O terror contemporâneo frequentemente busca inovação em fórmulas já consolidadas: casas assombradas, entidades malignas e sustos repentinos são elementos recorrentes no gênero. Entretanto, o filme Bom Menino, dirigido por Ben Leonberg e coescrito com Alex Cannon, se destaca justamente por subverter essa lógica, oferecendo uma perspectiva inédita: a narrativa é conduzida pelos olhos de um cachorro, Indy, o Nova Scotia Duck Tolling Retriever que acompanha seu tutor Todd na antiga casa da família. Essa escolha narrativa não é apenas curiosa; é transformadora, redefinindo a experiência do terror e o modo como o espectador se conecta emocionalmente com a trama.
A história começa com um acontecimento familiar traumático — a morte de um parente — que leva Todd e Indy a se mudarem para um imóvel isolado no campo. O que deveria representar um recomeço tranquilo rapidamente se transforma em um pesadelo sobrenatural. Forças invisíveis aos olhos humanos começam a se manifestar, e o filme explora de forma brilhante a diferença entre a percepção humana e animal. Enquanto Todd é retratado como vulnerável, muitas vezes impotente diante das manifestações sombrias, Indy assume o papel de protagonista, o herói improvável que enxerga o perigo antes de qualquer outra pessoa.

O grande mérito de Bom Menino está na construção do suspense a partir dessa perspectiva não convencional. Filmado quase inteiramente do ponto de vista do cachorro, o longa evita diálogos excessivos e se apoia em expressões, sons sutis e silêncios estratégicos para criar tensão. Cada sombra, cada canto vazio e cada som aparentemente inócuo ganha significado na ótica de Indy, transformando o familiar em assustador. Essa abordagem cria uma imersão intensa, que aproxima o público do instinto e da sensibilidade do animal, tornando a experiência do medo mais visceral e emocionalmente carregada.
Visualmente, o filme remete a uma estética próxima ao found footage, reforçando a sensação de imediatismo e presença. Essa escolha estilística potencializa a conexão do espectador com o ponto de vista de Indy, enquanto a narrativa cuidadosamente modulada alterna momentos de calma e tensão crescente, mantendo a atenção sem recorrer a sustos previsíveis ou clichês do gênero. A câmera muitas vezes registra o mundo de baixo para cima, os objetos deslocados ou os reflexos distorcidos, ampliando a sensação de vulnerabilidade humana em contraste com a sagacidade animal.
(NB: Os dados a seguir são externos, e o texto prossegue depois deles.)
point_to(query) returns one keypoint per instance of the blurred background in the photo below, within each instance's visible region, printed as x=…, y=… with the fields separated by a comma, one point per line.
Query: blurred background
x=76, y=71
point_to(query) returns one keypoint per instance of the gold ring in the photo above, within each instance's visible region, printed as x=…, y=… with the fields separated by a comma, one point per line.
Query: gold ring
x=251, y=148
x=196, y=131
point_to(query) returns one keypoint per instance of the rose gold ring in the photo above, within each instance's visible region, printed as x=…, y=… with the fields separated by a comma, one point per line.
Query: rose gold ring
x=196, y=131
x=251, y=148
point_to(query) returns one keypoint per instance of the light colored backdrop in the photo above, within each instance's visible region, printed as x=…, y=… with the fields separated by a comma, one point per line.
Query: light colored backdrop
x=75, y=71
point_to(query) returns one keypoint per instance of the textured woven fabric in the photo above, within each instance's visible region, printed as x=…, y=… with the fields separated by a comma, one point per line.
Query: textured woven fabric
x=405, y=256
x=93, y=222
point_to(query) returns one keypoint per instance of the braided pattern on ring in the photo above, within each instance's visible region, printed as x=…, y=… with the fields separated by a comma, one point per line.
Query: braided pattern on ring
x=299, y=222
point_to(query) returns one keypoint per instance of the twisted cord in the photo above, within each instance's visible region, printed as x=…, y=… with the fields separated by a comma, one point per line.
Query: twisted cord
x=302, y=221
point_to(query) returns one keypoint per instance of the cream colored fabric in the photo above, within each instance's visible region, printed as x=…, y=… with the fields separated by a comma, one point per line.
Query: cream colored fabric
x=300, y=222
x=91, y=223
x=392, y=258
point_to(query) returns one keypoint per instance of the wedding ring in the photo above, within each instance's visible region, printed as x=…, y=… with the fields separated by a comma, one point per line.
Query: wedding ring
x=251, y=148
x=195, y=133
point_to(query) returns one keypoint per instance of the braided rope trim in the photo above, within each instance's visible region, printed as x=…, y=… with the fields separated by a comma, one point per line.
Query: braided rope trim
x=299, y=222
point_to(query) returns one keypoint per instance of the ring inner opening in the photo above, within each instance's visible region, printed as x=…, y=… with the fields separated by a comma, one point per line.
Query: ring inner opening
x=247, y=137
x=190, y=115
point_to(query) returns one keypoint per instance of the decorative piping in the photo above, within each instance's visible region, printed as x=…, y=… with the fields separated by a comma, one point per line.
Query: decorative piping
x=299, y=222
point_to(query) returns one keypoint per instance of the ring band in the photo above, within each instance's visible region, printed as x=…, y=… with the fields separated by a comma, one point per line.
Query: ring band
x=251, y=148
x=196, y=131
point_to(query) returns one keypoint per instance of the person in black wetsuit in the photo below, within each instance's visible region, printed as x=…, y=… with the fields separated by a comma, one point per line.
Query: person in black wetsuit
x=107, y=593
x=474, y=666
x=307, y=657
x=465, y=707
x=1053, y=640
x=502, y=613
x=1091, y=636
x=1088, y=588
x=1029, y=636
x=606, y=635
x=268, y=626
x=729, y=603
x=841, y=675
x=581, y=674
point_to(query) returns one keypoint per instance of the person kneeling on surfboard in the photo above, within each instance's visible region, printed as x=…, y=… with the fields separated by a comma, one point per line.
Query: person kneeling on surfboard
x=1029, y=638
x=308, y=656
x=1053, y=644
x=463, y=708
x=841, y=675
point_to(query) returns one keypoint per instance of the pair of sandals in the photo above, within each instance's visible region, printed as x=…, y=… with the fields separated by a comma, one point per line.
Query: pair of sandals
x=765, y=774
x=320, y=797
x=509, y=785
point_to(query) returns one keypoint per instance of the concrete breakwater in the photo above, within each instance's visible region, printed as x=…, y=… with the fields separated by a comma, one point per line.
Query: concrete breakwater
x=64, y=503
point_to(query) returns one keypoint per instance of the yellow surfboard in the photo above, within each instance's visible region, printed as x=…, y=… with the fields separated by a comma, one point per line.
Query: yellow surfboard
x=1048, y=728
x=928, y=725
Além da inovação técnica, Bom Menino aborda temas universais com profundidade inesperada. Lealdade, proteção, medo do desconhecido e coragem assumem novas dimensões quando vistos através de um olhar canino. Indy não é apenas um coadjuvante ou um elemento fofo da trama; ele é a consciência alerta, o guardião silencioso que encara o sobrenatural com determinação. Essa inversão de papéis — o humano frágil e o animal heroico — provoca reflexão sobre a relação entre homens e animais e sobre como percebemos segurança, confiança e amor incondicional.
O desempenho da direção de Leonberg se mostra seguro e criativo. Ele equilibra a tensão com momentos de afeto genuíno, evitando transformar o filme em uma experiência meramente assustadora. O roteiro, coescrito por Cannon, complementa essa visão, construindo personagens humanos críveis e um cão que, mesmo sem palavras, transmite emoções complexas. A narrativa é cuidadosamente dosada, evitando exageros visuais e permitindo que o espectador absorva a história de forma gradual, quase como se estivesse explorando a casa assombrada ao lado de Indy.
No campo do terror contemporâneo, Bom Menino se firma como uma obra original e necessária. Ele prova que o gênero ainda pode inovar sem abandonar seus elementos clássicos — medo do desconhecido, presença sobrenatural e suspense crescente —, simplesmente mudando o ponto de vista e convidando o público a enxergar o mundo por uma perspectiva completamente nova. Ao mesmo tempo, o filme cumpre seu papel emocional, lembrando que a coragem nem sempre se apresenta da forma esperada e que os verdadeiros heróis podem vir em formas inesperadas.